The claim originated from a post (archived here) published on Facebook on September 3, 2025. It opened:
The queen of voter's rights used her right to vote...three times.
The post included an image that read:
Stacy Abrams, who championed the cause of 'voter rights', has been indicted in Georgia... for voter fraud.
'Abrams brazenly showed up to vote at three different locations, using three different names'.
This is what the image looked like in the post on Facebook at the time of writing:
(Source: screenshot of a post by the ALLODSatire account on Facebook.com)
The post misspelled the name of Stacey Abrams, a political strategist who previously served as minority leader in the Georgia House of Representatives (archived here) and ran for governor in that state in 2018 (archived here) and 2022 (archived here) and lost both times.
The account on Facebook (archived here) that initially posted the claim showed a disclaimer:
The flagship of the ALLOD network of trollery and propaganda for cash.
Nothing on this page is real.
ALLOD, or "America's Last Line of Defense', is a network of various webpages run by self-professed liberal troll Christopher Blair from Maine, along with friends and allies. Those pages display satire disclaimers, but publish mostly made-up stories with headlines specifically created to trigger Republicans, conservatives and evangelical Christians into angrily sharing or commenting on the story, exposing them to mockery and ridicule.
Every site in the network has an about page that reads (in part):
About Satire
Before you complain and decide satire is synonymous with "comedy":sat·ire
ˈsaˌtī(ə)r
noun
The use of humor, irony, exaggeration, or ridicule to expose and criticize people's stupidity or vices, particularly in the context of contemporary politics and other topical issues.Everything on this website is fiction. It is not a lie and it is not fake news because it is not real. If you believe that it is real, you should have your head examined. Any similarities between this site's pure fantasy and actual people, places, and events are purely coincidental and all images should be considered altered and satirical. See above if you're still having an issue with that satire thing.
Articles from Blair's sites frequently get copied by "real" fake news sites that omit the satire disclaimer and other hints that the stories are fake. This time, for example, the claim was shared -- here (archived here) and here (archived here) -- in the form of an image that cropped out the ALLOD logo and paraphrased the text on black bands surrounding the image in an apparent attempt to avoid detection.
This is what those images looked like on X:
(Source: a post by the mcafeenew account on X.com)

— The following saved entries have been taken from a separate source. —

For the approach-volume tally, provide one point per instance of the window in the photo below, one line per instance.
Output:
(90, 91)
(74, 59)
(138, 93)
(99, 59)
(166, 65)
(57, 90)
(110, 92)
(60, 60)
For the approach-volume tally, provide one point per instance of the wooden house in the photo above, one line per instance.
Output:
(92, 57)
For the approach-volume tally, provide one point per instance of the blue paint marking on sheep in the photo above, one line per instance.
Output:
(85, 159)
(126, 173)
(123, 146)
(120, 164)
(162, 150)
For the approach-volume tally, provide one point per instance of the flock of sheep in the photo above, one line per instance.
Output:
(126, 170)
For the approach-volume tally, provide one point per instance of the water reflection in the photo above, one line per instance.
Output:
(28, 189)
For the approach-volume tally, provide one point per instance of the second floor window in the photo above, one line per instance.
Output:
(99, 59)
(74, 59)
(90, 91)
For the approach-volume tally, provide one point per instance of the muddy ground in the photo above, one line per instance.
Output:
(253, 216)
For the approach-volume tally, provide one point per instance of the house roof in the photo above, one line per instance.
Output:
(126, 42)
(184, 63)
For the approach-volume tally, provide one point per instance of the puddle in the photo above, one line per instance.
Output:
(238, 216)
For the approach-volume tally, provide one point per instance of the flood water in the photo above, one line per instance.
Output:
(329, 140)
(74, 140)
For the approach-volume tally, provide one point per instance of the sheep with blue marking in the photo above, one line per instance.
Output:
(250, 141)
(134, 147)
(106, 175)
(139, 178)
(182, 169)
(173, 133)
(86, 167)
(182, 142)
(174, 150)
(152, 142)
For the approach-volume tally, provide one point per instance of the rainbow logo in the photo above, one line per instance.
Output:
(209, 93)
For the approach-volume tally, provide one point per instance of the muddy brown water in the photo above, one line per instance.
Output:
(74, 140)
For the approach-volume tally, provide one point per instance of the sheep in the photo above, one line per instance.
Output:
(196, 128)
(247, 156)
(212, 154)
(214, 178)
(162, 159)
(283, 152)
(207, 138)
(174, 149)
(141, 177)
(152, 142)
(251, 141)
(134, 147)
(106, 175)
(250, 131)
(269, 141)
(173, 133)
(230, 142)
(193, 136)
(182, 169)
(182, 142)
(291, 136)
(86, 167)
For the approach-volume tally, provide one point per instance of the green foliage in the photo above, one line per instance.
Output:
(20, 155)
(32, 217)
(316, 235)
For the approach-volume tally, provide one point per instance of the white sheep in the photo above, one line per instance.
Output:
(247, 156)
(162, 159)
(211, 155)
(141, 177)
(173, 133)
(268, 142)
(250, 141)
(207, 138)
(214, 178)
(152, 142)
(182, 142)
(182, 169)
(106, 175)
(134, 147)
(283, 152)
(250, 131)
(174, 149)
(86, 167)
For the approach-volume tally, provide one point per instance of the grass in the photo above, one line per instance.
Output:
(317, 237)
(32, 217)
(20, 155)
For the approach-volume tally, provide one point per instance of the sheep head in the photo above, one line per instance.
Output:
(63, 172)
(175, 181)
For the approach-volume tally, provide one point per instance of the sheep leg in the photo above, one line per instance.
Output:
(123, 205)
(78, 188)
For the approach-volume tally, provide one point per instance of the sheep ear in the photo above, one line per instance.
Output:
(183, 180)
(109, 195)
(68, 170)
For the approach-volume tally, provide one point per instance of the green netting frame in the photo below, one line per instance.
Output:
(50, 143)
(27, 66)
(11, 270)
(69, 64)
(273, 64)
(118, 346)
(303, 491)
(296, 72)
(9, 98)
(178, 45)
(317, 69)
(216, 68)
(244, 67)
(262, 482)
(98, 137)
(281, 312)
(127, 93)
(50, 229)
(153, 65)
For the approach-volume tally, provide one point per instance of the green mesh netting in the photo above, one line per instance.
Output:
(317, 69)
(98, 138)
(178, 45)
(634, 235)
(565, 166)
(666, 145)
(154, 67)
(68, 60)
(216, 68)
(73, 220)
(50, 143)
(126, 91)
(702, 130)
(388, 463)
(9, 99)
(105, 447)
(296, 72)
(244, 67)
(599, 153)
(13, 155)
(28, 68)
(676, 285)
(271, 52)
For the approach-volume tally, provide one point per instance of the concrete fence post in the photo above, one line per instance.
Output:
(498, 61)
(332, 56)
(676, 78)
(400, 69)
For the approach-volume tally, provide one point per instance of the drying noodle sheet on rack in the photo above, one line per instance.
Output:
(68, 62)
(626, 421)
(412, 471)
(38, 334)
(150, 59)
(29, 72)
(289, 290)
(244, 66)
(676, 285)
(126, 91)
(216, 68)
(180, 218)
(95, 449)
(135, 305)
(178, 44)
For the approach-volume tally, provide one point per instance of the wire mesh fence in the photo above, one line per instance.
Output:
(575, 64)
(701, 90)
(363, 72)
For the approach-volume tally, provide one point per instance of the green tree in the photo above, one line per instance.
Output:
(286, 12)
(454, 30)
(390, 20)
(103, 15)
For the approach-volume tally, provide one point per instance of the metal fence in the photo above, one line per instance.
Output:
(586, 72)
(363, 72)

Searches across news reports on Google (archived here) and Yahoo (archived here) did not show media reports corroborating the claim reviewed in this fact check. A broad searches for the politician's name across the U.S. Department of Justice website (archived here) and the Georgia Attorney General website (archived here) didn't yield relevant matches, and Google Scholar Case Law (archived here) did not display court records suggesting the existence of any such indictment.